Encima, para alimentar a esos peces cultivados se usan toneladas y toneladas de pescado salvaje. Anchoas, sardinas, caballas, convertidas en harina para alimentar a doradas de granja. Es decir, que a veces se pesca más para alimentar a los peces cultivados que para alimentar a personas. El balance, si lo piensas bien, no siempre tiene sentido.
¿Y los beneficios?
Claro que hay cosas buenas:
Da trabajo. En zonas donde la pesca tradicional está en declive, la acuicultura puede ser una alternativa.
Abastece el mercado. Más pescado en la tienda, precios más estables.
Puede reducir la presión sobre especies salvajes... si se hace bien.
El problema es que no siempre se hace bien. Y muchas veces, las subvenciones públicas acaban en manos de grandes empresas que no rinden cuentas como deberían. Las ayudas europeas, pensadas para modernizar, a veces solo consolidan monopolios. Y cuando algo falla, el coste lo asume el entorno.
Entonces, ¿qué hacemos con todo esto?
Hay que ser claros. Ni demonizar ni aplaudir sin pensar. La acuicultura no es mala per se. Pero hay que controlarla, limitarla, vigilarla. No se puede dejar en manos del "ya veremos".
Hay que saber dónde se puede poner y dónde no.
Hay que medir su impacto de verdad, no con informes a medida.
Hay que tener planes de contingencia para escapes, para enfermedades, para residuos.
Hay que pensar en el mar como un sistema vivo, no como un solar para montar negocios.
Porque si no lo hacemos, dentro de unos años lo que tendremos es un Mediterráneo lleno de jaulas, sin peces fuera de ellas, y con fondos muertos donde antes había vida.
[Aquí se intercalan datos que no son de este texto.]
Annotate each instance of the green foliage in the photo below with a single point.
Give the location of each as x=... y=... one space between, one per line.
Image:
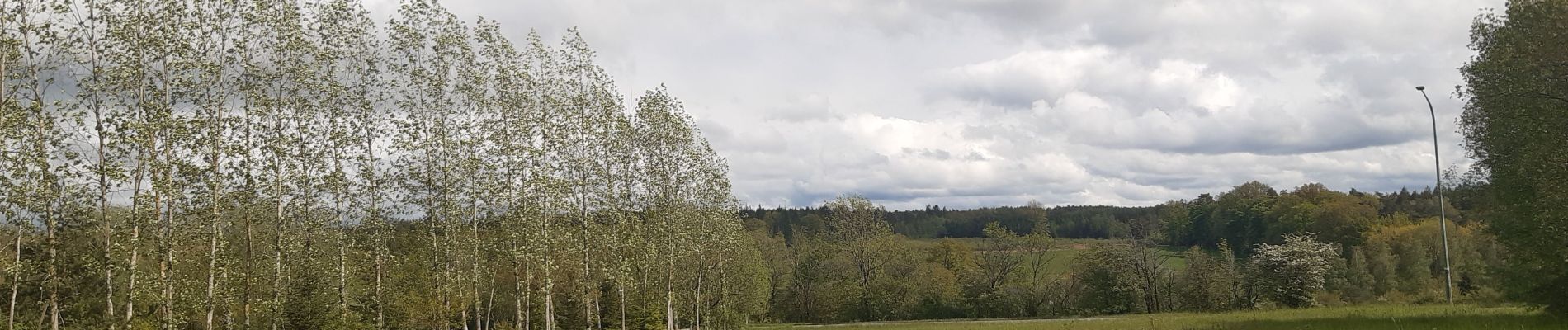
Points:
x=1512 y=124
x=1289 y=272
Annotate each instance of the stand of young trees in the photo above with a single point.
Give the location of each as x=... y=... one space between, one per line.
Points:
x=294 y=165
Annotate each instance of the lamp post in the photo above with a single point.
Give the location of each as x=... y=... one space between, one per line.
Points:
x=1443 y=219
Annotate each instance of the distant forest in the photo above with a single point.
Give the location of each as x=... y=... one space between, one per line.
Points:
x=1099 y=221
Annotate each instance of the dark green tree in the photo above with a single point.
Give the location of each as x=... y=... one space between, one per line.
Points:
x=1517 y=99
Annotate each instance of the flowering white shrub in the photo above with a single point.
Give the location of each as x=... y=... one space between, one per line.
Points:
x=1289 y=272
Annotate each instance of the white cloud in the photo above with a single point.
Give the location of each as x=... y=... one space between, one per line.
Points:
x=971 y=104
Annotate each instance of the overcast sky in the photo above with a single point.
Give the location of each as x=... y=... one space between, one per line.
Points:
x=996 y=102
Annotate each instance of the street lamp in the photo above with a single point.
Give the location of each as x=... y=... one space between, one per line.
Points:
x=1443 y=219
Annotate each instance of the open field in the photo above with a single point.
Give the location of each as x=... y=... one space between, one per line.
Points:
x=1369 y=316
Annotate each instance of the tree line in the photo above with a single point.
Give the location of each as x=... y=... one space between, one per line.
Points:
x=1249 y=248
x=295 y=165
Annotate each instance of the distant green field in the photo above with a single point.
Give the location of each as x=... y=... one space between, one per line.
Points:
x=1329 y=318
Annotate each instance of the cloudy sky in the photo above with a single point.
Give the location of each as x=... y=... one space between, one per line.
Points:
x=999 y=102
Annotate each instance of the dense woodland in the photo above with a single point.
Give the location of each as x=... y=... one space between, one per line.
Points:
x=295 y=165
x=301 y=165
x=1189 y=255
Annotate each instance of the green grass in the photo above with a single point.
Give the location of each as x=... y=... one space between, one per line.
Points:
x=1327 y=318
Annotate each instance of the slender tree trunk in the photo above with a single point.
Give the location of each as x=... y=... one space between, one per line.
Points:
x=16 y=280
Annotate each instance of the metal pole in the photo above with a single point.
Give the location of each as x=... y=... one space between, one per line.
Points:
x=1443 y=216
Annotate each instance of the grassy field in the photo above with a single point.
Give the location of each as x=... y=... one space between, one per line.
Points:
x=1372 y=316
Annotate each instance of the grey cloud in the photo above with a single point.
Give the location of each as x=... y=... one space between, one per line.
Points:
x=996 y=102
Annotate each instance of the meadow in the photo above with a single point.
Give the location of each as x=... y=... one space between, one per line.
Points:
x=1327 y=318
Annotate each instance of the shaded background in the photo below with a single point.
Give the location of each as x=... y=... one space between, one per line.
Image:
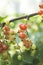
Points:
x=10 y=7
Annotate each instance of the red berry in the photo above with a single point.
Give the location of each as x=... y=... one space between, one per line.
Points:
x=23 y=26
x=41 y=6
x=6 y=32
x=6 y=28
x=1 y=49
x=27 y=43
x=40 y=12
x=5 y=47
x=22 y=35
x=20 y=31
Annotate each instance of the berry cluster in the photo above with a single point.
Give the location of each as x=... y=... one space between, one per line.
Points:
x=23 y=35
x=3 y=47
Y entonces no hará falta un informe: bastará con mirar al fondo para ver que ya no hay nada.
Cierre
La acuicultura puede ser parte del futuro. Pero no a cualquier precio. No sin reglas. No sin vigilancia. No sin pensar en el mar como algo más que un criadero gigante.
Si queremos seguir comiendo pescado sin cargarnos el mar, hay que dejar de mirar a otro lado. Y empezar a exigir que se hagan las cosas bien, aunque no salgan igual de rentables.
Porque el futuro no va de peces baratos. Va de mares vivos.